Mein Eindruck ist auch, dass Zverev für seine Absagen in Stuttgart und Hamburg schärfer kritistiert wird als Becker damals, der nur einmal nach Halle gegangen ist.
Es stimmt natürlich, dass sich die grundsätzliche Kritik und der Situation im Vergleich zu damals kaum verändert haben. Im Grunde kann ich deine Argumentation nur unterschreiben. Auch die Franzosen haben jetzt Widerstand gegen die Vorschläge der ITF angekündigt und deine Argumente angeführt. Auch dort ist der Davis Cup ein Publikumsmagnet und keiner will auf diese Heimspiele verzichten. Das Turnier am Ende der Saison mag kurzfristig viel Geld einbringen und einigen Spieler in den Kram passen, aber ich kann mir nicht vorstellen, dass eine Euphorie entfacht wird, wenn auf neutralem Boden irgendwo in Asien von der langen Saison ermüdete Spieler ein heftiges Programm in kurzer Zeit abreißen. Das Publikum wird sicher eher zurückhaltend verhalten und dem Gewinner einen Höflichkeitsapplus spenden. Das braucht doch wirklich niemand.
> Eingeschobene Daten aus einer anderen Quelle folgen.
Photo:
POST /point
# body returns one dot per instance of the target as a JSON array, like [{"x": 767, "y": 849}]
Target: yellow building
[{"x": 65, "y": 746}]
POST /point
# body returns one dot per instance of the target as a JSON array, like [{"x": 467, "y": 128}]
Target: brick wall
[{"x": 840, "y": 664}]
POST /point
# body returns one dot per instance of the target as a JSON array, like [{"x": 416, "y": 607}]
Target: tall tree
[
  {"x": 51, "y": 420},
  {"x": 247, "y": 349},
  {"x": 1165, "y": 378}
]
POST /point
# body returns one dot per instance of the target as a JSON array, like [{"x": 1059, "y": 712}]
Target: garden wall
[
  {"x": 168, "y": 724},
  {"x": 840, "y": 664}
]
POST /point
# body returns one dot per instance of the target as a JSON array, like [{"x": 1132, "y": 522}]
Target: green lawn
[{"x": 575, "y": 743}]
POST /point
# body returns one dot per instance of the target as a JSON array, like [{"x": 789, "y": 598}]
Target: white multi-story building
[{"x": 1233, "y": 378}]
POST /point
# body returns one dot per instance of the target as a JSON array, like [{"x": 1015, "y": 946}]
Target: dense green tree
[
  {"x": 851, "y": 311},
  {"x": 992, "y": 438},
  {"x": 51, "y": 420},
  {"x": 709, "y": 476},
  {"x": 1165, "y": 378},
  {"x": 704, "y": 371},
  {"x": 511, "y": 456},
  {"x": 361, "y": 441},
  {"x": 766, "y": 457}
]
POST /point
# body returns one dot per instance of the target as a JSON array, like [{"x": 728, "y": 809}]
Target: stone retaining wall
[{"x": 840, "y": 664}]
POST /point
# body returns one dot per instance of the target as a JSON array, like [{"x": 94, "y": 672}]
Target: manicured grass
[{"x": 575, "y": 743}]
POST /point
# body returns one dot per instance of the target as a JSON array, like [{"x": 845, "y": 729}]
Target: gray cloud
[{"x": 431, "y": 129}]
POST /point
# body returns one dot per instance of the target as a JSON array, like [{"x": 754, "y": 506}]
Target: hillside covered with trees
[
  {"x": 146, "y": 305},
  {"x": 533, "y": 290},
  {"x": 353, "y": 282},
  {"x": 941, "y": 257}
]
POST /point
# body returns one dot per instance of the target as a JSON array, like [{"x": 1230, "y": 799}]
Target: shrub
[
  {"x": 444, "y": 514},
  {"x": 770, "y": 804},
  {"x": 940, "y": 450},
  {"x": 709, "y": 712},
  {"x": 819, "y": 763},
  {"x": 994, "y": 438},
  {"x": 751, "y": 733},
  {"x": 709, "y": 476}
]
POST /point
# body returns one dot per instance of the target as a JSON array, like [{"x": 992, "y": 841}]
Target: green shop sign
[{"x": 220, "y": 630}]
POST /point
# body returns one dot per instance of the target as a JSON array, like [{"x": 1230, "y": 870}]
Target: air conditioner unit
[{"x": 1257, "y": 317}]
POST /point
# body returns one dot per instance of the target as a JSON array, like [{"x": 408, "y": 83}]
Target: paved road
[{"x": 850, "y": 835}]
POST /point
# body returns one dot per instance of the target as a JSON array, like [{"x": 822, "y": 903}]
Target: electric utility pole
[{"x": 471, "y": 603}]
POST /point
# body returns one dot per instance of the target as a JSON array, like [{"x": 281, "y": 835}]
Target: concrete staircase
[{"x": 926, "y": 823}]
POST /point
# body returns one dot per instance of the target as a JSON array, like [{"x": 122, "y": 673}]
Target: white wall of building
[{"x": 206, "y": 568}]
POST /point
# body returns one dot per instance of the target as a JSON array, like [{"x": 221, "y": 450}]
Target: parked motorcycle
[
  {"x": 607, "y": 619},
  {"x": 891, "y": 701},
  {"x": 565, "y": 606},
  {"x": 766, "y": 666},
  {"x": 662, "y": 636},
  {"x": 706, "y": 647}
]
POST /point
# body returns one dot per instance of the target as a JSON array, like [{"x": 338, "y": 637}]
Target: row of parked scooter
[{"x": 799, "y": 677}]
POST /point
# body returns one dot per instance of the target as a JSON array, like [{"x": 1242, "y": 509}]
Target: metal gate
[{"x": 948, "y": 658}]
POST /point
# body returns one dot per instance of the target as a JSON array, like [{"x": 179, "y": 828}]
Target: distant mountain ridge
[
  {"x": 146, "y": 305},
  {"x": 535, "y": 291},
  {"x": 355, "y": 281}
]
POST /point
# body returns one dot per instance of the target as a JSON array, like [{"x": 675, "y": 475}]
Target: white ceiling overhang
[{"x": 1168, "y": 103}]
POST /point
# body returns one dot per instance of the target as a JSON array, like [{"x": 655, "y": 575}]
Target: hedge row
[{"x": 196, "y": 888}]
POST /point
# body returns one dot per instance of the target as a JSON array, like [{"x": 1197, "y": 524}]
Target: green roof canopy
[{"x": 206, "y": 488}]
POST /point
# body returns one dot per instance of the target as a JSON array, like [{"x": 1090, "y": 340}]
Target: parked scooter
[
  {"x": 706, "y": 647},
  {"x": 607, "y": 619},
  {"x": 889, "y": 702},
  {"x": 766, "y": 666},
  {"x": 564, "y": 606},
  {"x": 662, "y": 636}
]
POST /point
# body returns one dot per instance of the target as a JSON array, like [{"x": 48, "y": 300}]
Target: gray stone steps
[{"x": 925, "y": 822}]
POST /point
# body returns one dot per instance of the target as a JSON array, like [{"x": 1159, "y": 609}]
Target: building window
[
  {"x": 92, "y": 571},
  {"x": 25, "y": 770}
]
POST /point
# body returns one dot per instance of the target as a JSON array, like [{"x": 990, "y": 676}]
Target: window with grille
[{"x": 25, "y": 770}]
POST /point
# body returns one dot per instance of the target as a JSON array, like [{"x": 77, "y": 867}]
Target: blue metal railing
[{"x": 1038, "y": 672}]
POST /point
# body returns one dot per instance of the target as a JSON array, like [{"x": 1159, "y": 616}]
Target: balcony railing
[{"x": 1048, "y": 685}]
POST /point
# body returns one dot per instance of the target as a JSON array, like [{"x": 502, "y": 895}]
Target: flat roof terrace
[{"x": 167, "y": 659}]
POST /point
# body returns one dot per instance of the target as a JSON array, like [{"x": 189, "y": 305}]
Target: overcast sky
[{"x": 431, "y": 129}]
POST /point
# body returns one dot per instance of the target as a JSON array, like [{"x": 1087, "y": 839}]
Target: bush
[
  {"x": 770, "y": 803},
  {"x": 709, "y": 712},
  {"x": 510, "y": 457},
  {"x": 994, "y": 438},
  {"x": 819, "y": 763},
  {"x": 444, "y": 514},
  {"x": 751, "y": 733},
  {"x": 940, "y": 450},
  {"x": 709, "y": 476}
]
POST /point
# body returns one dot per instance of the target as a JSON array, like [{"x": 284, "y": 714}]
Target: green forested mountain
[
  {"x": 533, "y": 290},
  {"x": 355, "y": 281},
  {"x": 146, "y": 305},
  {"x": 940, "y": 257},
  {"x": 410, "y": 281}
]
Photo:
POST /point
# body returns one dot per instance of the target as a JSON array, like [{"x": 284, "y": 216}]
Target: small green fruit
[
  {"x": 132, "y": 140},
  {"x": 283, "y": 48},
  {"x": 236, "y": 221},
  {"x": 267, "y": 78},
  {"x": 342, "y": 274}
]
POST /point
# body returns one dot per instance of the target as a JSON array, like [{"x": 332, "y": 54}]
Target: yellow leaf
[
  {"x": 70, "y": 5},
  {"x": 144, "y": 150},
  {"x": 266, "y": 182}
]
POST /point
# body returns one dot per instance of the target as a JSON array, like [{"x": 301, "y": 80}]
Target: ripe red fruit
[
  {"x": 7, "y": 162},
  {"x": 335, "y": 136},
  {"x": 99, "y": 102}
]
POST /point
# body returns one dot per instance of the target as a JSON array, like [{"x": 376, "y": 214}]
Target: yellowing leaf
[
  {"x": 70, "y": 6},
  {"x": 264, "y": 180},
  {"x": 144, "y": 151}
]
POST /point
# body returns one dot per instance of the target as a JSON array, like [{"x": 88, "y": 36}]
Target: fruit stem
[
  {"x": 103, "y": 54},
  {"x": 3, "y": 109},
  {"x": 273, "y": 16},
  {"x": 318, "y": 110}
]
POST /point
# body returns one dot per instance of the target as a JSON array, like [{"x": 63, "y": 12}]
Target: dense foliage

Über die offensichtliche Probleme wird dabei wieder zu selten geredet. Es ist ein Witz, dass die Spieler beim Davis Cup und Olympia keine Weltranglistenpunkte bekommen. Hier sollte man ansetzen und Wettbewerbe wie den Laver Cup streichen. Aber darauf wollen die Spieler trotz der immensen Belastung dann nicht verzichten. Da kann es gar nicht genug Wettbewerbe geben.
Mitte der 90er war ich selbst noch ein kleines Kind, also habe ich da die Medien nicht überblickt. Kann nur die Meinung meiner Eltern und das was an den jeweiligen Tennishäusern gesprochen wurde wiedergegeben und da hielt sich die Begeisterung für Beckers Davis Cup absagen definitiv in Grenzen.
Über die Jahre wird sowas natürlich vergessen, auch weil genügend positive Ereignisse von Becker in Verbindung mit dem Davis Cup in Erinnerung geblieben sind. Diese positiven Erinnerungen muss Zverev noch schaffen. Mit einem GS Sieg und einem Davis Cup Sieg in der Tasche wird die Öffentlichkeit seine Absagen auch wohlwollender aufnehmen. Beckers Absagen an deutsche Turniere waren reichlich, egal ob Halle, München oder Köln/Frankfurt. Man hat damals einfach Turniere nach Deutschland geholt, die Becker besser in den Kram passten ATP WM, Grand Slam Cup und Stuttgart Indoor und damit hatte man seinen Held oft genug vor der Haustür. Ion Tiriac hat für Becker in dem Bereich auch einen sehr guten Job gemacht.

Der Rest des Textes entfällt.